Interpreting Email headers

[booker@mgt]

One of my users asked me to determine where an email originated.

The header is below, but what seems conflicting is that the X originating IP
gives me a reverse lookup to an established citywide ISP, but what am I to
interpret from the bottom Received from header, saying it came from localhost?
(P.s, I changed the domain names for privacy reasons, so don't take the
names at face value

Received: from deliverator3.ecc.domain357.dgz (123.345.185.173) by
aeatlgtrex02.domain125.sfg (123.345.195.46) with Microsoft SMTP Server id
8.1.263.0; Wed, 15 Oct 2008 11:32:36 -0400
Received: from deliverator3.ecc.domain357.dgz (localhost [127.0.0.1])
by
localhost (Postfix) with SMTP id 06E1339C102 for
<[email protected]>; Wed, 15 Oct 2008 11:32:35 -0400 (EDT)
Received: from mail8.domain357.dgz (bigip.ecc.domain357.dgz
[123.345.185.140]) by
deliverator3.ecc.domain357.dgz (Postfix) with ESMTP id B20D139C0EA for
<[email protected]>; Wed, 15 Oct 2008 11:32:35 -0400 (EDT)
Received: from mail8.domain357.dgz (localhost [127.0.0.1]) by
mail8.domain357.dgz
(Postfix) with ESMTP id 9125E5FF5F for
<[email protected]>; Wed,
15 Oct 2008 11:32:35 -0400 (EDT)
Date: Wed, 15 Oct 2008 11:32:35 -0400
From: "Jones, Kristina W" <[email protected]>
To: (e-mail address removed)357.dgz
Message-ID: <[email protected]>
Subject: assignment
MIME-Version: 1.0
Content-Type: text/plain; charset="utf-8"
Content-Transfer-Encoding: 7bit
X-Originating-IP: [21.98.214.90]
X-Mailer: Zimbra 5.0.8_GA_2462.RHEL4_64 (ZimbraWebClient - IE7
(Win)/5.0.8_GA_2462.RHEL4_64)
X-GT-AVAS-Version: 5.4.1.325704, Antispam-Engine: 2.6.0.325393,
Antispam-Data: 2008.10.15.150726
X-GT-Spam-Details: Internal Mail
X-GT-Spam-Rating: (0%)
Return-Path: (e-mail address removed)

 

[Roady [MVP]]

Internal mail or some internal delivery/relay to process a certain function
or the mail server is hosted on a DNS server so the lookup points to itself.

 

[booker@mgt]

Thanks

So what if any, would be the relation between the X-Originating IP, and the
information in that bottom received from section

Internal mail or some internal delivery/relay to process a certain function
or the mail server is hosted on a DNS server so the lookup points to itself.



-----

One of my users asked me to determine where an email originated.
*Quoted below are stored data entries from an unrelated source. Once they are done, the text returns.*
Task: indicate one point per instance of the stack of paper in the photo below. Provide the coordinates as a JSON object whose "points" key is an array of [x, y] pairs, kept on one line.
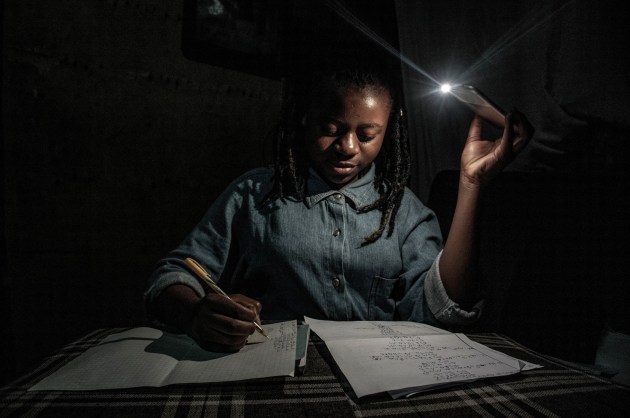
{"points": [[403, 358], [151, 357]]}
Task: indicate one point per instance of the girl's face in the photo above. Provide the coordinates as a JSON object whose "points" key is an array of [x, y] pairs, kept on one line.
{"points": [[345, 133]]}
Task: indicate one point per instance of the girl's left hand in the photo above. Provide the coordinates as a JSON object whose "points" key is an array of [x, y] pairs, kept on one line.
{"points": [[483, 159]]}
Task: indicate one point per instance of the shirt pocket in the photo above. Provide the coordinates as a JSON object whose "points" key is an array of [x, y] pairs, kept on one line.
{"points": [[381, 304]]}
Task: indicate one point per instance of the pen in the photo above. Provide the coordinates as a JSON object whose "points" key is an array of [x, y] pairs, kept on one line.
{"points": [[205, 276]]}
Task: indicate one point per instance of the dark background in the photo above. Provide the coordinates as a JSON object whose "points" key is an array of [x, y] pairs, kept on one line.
{"points": [[120, 126]]}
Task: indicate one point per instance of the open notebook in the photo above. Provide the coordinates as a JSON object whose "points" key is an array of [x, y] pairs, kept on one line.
{"points": [[150, 357], [404, 358]]}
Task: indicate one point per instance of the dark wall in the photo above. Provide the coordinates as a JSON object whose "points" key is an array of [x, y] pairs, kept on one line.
{"points": [[114, 144]]}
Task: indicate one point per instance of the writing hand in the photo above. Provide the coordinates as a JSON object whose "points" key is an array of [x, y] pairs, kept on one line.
{"points": [[221, 324]]}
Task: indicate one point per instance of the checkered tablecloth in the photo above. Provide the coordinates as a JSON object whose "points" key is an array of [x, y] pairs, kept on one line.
{"points": [[554, 390]]}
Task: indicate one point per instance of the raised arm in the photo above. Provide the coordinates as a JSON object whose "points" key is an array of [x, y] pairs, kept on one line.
{"points": [[481, 161]]}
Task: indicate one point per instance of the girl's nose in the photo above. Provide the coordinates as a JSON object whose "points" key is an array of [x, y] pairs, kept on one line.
{"points": [[348, 144]]}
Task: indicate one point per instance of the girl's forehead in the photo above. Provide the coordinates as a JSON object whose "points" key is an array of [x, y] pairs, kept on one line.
{"points": [[372, 94]]}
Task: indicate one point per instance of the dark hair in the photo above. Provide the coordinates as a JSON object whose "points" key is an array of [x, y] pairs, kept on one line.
{"points": [[291, 163]]}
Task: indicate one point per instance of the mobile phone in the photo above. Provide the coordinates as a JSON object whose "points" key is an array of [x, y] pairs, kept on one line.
{"points": [[479, 103]]}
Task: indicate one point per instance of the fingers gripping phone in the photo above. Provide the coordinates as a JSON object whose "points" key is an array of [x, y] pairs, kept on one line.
{"points": [[479, 103]]}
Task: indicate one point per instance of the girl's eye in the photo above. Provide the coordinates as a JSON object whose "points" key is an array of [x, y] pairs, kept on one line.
{"points": [[330, 130]]}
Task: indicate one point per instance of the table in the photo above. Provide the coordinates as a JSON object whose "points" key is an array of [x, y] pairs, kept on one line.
{"points": [[557, 389]]}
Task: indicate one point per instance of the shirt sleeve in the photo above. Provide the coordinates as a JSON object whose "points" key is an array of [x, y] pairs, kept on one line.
{"points": [[443, 308], [209, 242]]}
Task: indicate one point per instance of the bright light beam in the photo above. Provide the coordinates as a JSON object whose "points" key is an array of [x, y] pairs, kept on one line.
{"points": [[347, 15], [525, 26]]}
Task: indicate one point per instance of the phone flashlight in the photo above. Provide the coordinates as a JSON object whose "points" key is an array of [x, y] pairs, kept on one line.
{"points": [[477, 101]]}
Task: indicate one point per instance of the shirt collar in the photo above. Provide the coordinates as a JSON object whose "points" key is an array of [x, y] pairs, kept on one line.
{"points": [[360, 192]]}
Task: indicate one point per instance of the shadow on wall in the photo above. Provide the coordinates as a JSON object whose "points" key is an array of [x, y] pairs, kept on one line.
{"points": [[551, 257]]}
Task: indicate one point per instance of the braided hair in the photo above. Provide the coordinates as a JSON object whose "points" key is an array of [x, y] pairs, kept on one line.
{"points": [[291, 162]]}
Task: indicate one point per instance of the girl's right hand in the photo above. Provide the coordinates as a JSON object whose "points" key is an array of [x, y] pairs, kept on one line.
{"points": [[221, 324]]}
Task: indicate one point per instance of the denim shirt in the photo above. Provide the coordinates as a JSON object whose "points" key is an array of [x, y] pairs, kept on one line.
{"points": [[308, 258]]}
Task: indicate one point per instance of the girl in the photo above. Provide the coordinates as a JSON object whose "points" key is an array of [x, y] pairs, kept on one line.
{"points": [[331, 231]]}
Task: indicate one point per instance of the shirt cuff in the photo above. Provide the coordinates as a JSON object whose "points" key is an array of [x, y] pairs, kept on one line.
{"points": [[169, 279], [445, 310]]}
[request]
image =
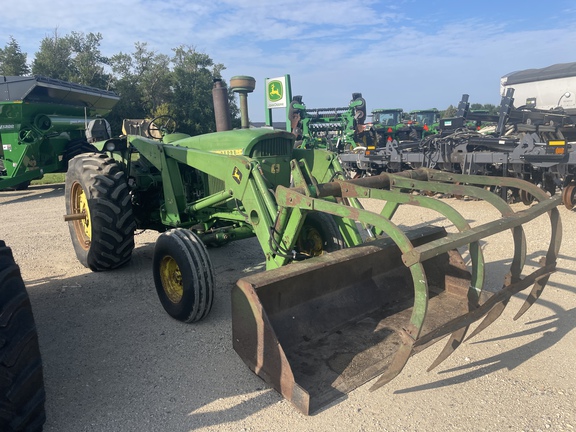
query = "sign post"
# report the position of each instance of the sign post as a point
(278, 94)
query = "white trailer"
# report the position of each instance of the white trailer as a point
(546, 88)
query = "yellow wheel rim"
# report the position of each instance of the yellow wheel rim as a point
(79, 205)
(171, 277)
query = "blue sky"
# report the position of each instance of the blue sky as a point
(410, 54)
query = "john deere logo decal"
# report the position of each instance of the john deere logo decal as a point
(237, 175)
(275, 91)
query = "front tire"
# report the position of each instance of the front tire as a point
(97, 191)
(22, 394)
(183, 275)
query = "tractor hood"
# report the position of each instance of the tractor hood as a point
(241, 142)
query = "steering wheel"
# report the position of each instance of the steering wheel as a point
(160, 126)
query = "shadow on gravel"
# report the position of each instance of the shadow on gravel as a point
(33, 193)
(550, 329)
(114, 360)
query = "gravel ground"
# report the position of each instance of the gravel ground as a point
(114, 361)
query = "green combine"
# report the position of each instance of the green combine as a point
(348, 294)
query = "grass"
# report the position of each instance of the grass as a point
(51, 178)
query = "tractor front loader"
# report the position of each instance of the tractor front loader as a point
(348, 294)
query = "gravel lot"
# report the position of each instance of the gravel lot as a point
(115, 361)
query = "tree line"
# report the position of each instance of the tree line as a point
(149, 83)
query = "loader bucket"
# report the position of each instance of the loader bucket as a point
(317, 329)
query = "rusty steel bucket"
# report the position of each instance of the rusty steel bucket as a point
(317, 329)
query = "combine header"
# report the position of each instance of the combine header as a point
(338, 305)
(44, 123)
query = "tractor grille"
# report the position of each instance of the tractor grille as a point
(272, 147)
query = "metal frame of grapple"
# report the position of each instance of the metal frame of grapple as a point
(39, 119)
(268, 353)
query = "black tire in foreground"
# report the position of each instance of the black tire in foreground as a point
(183, 275)
(97, 192)
(78, 147)
(22, 392)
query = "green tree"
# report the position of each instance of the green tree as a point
(13, 60)
(192, 104)
(54, 59)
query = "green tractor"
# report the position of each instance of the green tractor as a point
(44, 123)
(348, 294)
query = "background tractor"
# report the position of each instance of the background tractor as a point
(44, 123)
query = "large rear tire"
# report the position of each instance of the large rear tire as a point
(97, 190)
(183, 275)
(78, 147)
(22, 394)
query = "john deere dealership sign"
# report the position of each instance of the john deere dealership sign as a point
(276, 92)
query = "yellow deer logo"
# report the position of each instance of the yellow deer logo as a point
(237, 175)
(275, 91)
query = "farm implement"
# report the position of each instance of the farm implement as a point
(348, 294)
(44, 123)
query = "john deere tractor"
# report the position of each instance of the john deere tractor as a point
(44, 123)
(348, 294)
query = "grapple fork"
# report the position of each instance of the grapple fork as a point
(317, 329)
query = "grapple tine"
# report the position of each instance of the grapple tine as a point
(454, 342)
(492, 316)
(534, 295)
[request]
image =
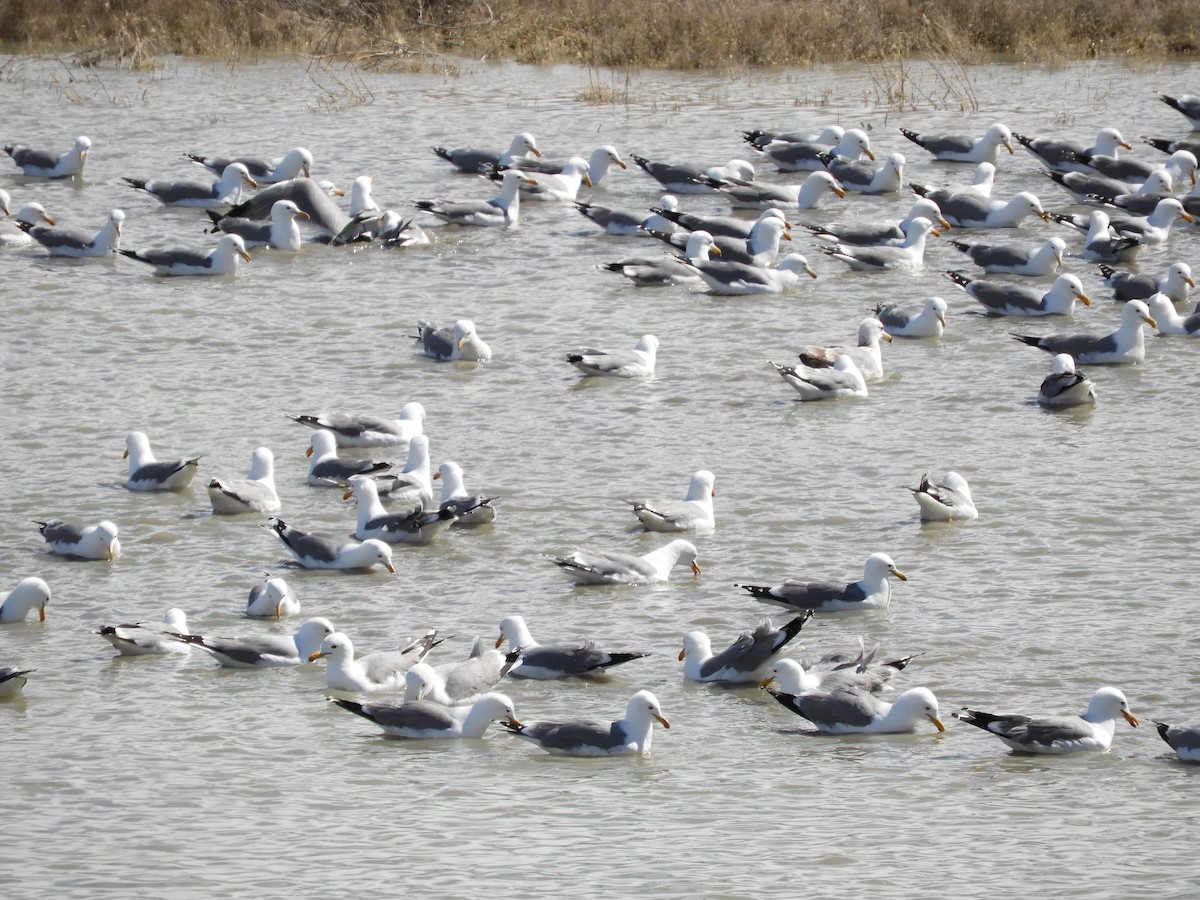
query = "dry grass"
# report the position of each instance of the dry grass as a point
(661, 34)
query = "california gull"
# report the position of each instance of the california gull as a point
(30, 594)
(564, 659)
(945, 501)
(316, 551)
(585, 567)
(222, 259)
(47, 163)
(964, 148)
(581, 737)
(1006, 298)
(637, 363)
(743, 661)
(1123, 347)
(253, 493)
(1057, 735)
(424, 720)
(871, 592)
(825, 383)
(373, 671)
(1065, 387)
(149, 639)
(94, 541)
(694, 513)
(147, 473)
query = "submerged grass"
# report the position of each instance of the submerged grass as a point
(658, 34)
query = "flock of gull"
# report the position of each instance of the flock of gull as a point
(1134, 204)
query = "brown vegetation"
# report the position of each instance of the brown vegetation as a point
(667, 34)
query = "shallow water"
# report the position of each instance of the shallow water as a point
(173, 778)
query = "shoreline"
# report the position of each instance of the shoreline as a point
(682, 35)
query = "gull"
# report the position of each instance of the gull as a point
(1186, 105)
(96, 541)
(226, 191)
(744, 660)
(315, 551)
(1065, 387)
(1091, 187)
(148, 639)
(1182, 739)
(645, 271)
(148, 474)
(30, 594)
(1155, 228)
(841, 381)
(1009, 259)
(328, 469)
(12, 679)
(472, 161)
(630, 225)
(281, 233)
(738, 279)
(677, 179)
(910, 255)
(547, 661)
(255, 493)
(966, 208)
(295, 163)
(371, 672)
(221, 259)
(630, 735)
(871, 592)
(47, 163)
(759, 249)
(828, 136)
(473, 509)
(1057, 735)
(357, 430)
(946, 501)
(501, 210)
(460, 683)
(309, 196)
(599, 163)
(1182, 166)
(868, 355)
(1003, 298)
(856, 712)
(1169, 321)
(562, 186)
(599, 568)
(963, 148)
(1101, 241)
(1123, 347)
(807, 156)
(803, 196)
(867, 234)
(694, 513)
(415, 527)
(78, 244)
(1063, 155)
(264, 651)
(928, 321)
(637, 363)
(413, 484)
(868, 178)
(270, 599)
(424, 720)
(460, 342)
(717, 226)
(1176, 283)
(29, 216)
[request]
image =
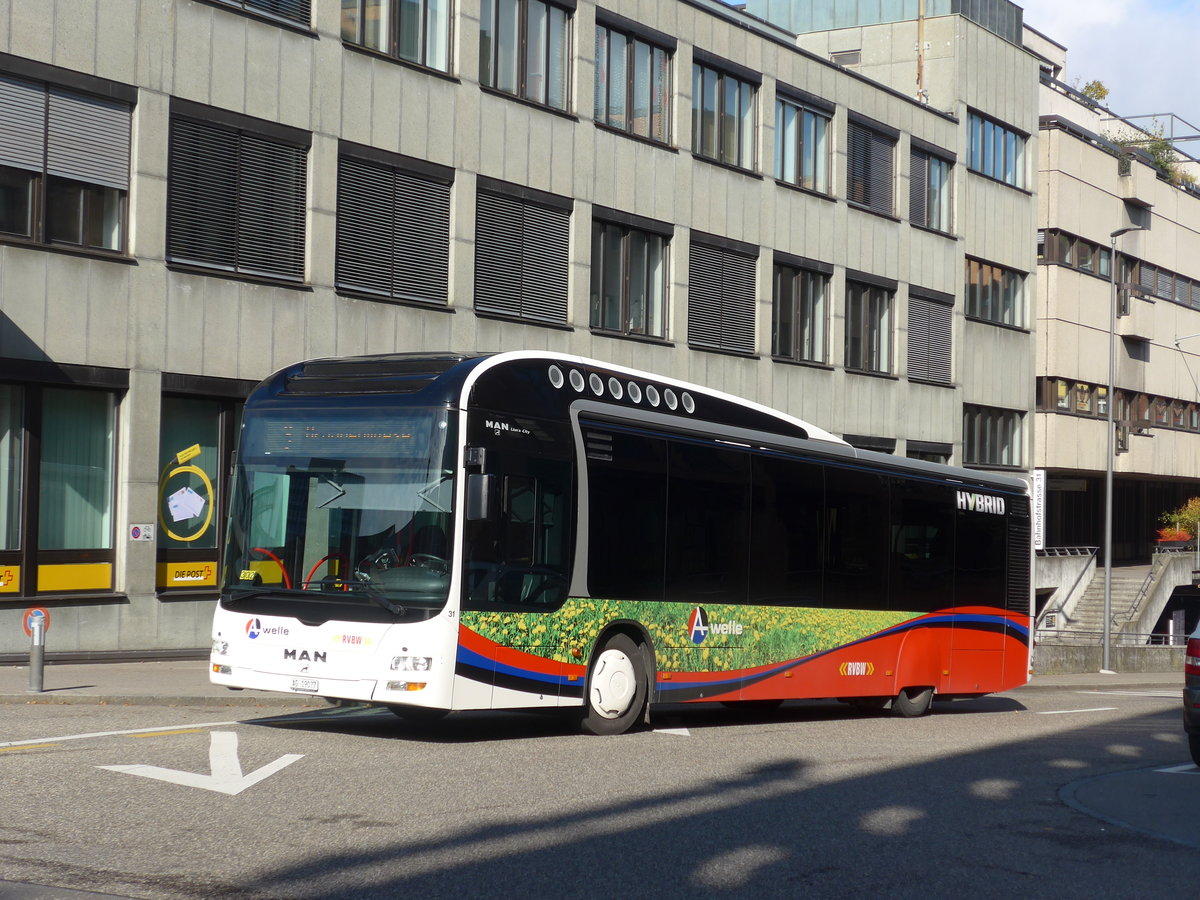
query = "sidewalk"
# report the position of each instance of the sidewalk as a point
(144, 683)
(186, 683)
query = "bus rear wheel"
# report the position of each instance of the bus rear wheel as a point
(616, 691)
(912, 702)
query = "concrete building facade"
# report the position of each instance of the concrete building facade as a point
(197, 192)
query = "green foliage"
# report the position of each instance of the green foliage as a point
(1095, 90)
(1162, 153)
(1183, 520)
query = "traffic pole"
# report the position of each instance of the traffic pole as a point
(36, 653)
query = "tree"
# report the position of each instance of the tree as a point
(1185, 519)
(1095, 90)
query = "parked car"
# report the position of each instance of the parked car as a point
(1192, 695)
The header is below, but what seems conflicting is that the X originating
IP
gives me a reverse lookup to an established citywide ISP, but what am I to
interpret from the bottom Received from header, saying it came from
localhost?
(P.s, I changed the domain names for privacy reasons, so don't take the
names at face value

Received: from deliverator3.ecc.domain357.dgz (123.345.185.173) by
aeatlgtrex02.domain125.sfg (123.345.195.46) with Microsoft SMTP Server id
8.1.263.0; Wed, 15 Oct 2008 11:32:36 -0400
Received: from deliverator3.ecc.domain357.dgz (localhost [127.0.0.1])
by
localhost (Postfix) with SMTP id 06E1339C102 for
<[email protected]>; Wed, 15 Oct 2008 11:32:35 -0400 (EDT)
Received: from mail8.domain357.dgz (bigip.ecc.domain357.dgz
[123.345.185.140]) by
deliverator3.ecc.domain357.dgz (Postfix) with ESMTP id B20D139C0EA
for
<[email protected]>; Wed, 15 Oct 2008 11:32:35 -0400 (EDT)
Received: from mail8.domain357.dgz (localhost [127.0.0.1]) by
mail8.domain357.dgz
(Postfix) with ESMTP id 9125E5FF5F for
<[email protected]>; Wed,
15 Oct 2008 11:32:35 -0400 (EDT)
Date: Wed, 15 Oct 2008 11:32:35 -0400
From: "Jones, Kristina W" <[email protected]>
To: (e-mail address removed)357.dgz
Message-ID:
<[email protected]>
Subject: assignment
MIME-Version: 1.0
Content-Type: text/plain; charset="utf-8"
Content-Transfer-Encoding: 7bit
X-Originating-IP: [21.98.214.90]
X-Mailer: Zimbra 5.0.8_GA_2462.RHEL4_64 (ZimbraWebClient - IE7
(Win)/5.0.8_GA_2462.RHEL4_64)
X-GT-AVAS-Version: 5.4.1.325704, Antispam-Engine: 2.6.0.325393,
Antispam-Data: 2008.10.15.150726
X-GT-Spam-Details: Internal Mail
X-GT-Spam-Rating: (0%)
Return-Path: (e-mail address removed)

 

[VanguardLH]

One of my users asked me to determine where an email originated.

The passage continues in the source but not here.